Attendu qu’il n’est pas contesté que la salariée n’a pas retrouvé un emploi;
Attendu au regard de son ancienneté (8ans) de son âge (elle est née en [Date naissance 1]) de sa rémunération (2575.87€ brut), des circonstances de la rupture et de tous éléments de préjudice soumis à appréciation, notamment en terme de chômage et d’emploi, qu’il lui sera alloué la somme de 20 000€.

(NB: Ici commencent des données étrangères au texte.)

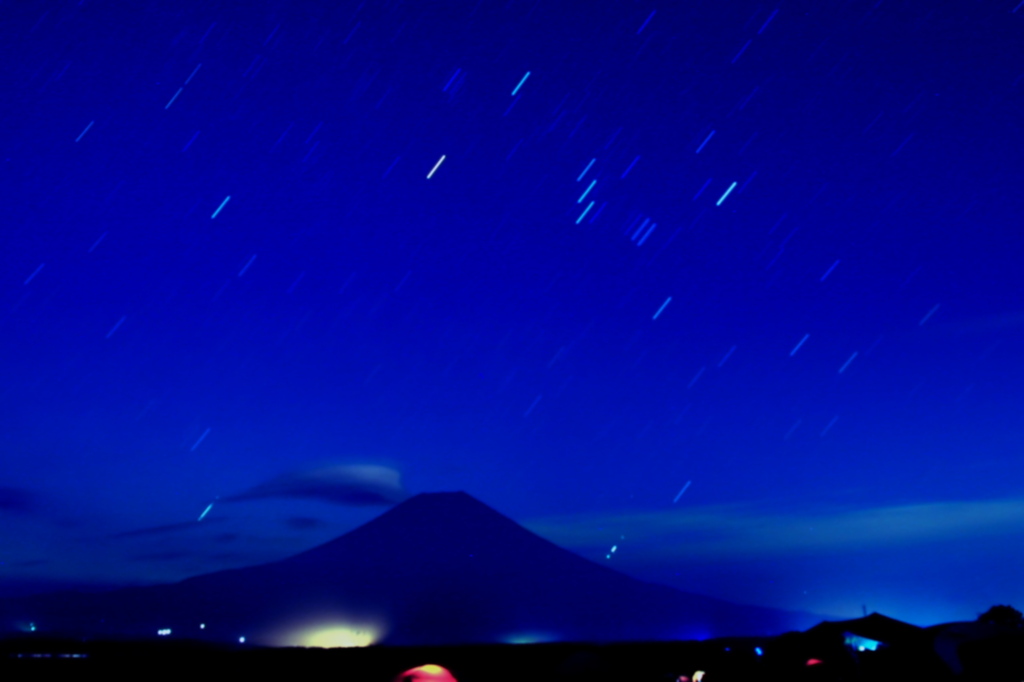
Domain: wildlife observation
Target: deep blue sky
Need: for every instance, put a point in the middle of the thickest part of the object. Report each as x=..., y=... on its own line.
x=837, y=374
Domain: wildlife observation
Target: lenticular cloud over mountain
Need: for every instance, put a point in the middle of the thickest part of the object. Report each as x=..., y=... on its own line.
x=344, y=484
x=438, y=568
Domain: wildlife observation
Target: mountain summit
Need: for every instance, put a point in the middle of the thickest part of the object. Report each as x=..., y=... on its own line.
x=438, y=568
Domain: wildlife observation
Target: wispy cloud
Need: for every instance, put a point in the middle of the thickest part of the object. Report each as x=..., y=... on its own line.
x=743, y=530
x=166, y=528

Attendu qu’il sera fait droit à la demande au titre de l’indemnité compensatrice de préavis et des congés payés afférents dont le quantum n’est pas discuté en son calcul par l’employeur ;
Attendu en outre que l’association Ballet d’Europe sera condamnée à payer à Madame [GP] [RY] la somme de 10000€ au titre du préjudice distinct résultant des faits de harcèlement moral ;
Sur la demande reconventionnelle
Attendu qu’il résulte de ce qui précède que les demandes de l’employeur formées en cause d’appel, tendant à obtenir la suppression des passages portant atteinte à l’honneur de Monsieur [FG] et du ballet d’Europe et des dommages et intérêts, non fondées, doivent être rejetées ;
Sur l’article 700 du code de procédure civile et les dépens
Attendu que le jugement doit être infirmé en ses dispositions relatives à l’article 700 du code de procédure civile et aux dépens ;
Attendu que l’association Ballet d’Europe qui succombe, sera déboutée de sa demande fondée sur l’article 700 du code de procédure civile et devra en application de ce texte payer à Madame [GP] [RY] la somme de 2000€ pour l’ensemble de la procédure.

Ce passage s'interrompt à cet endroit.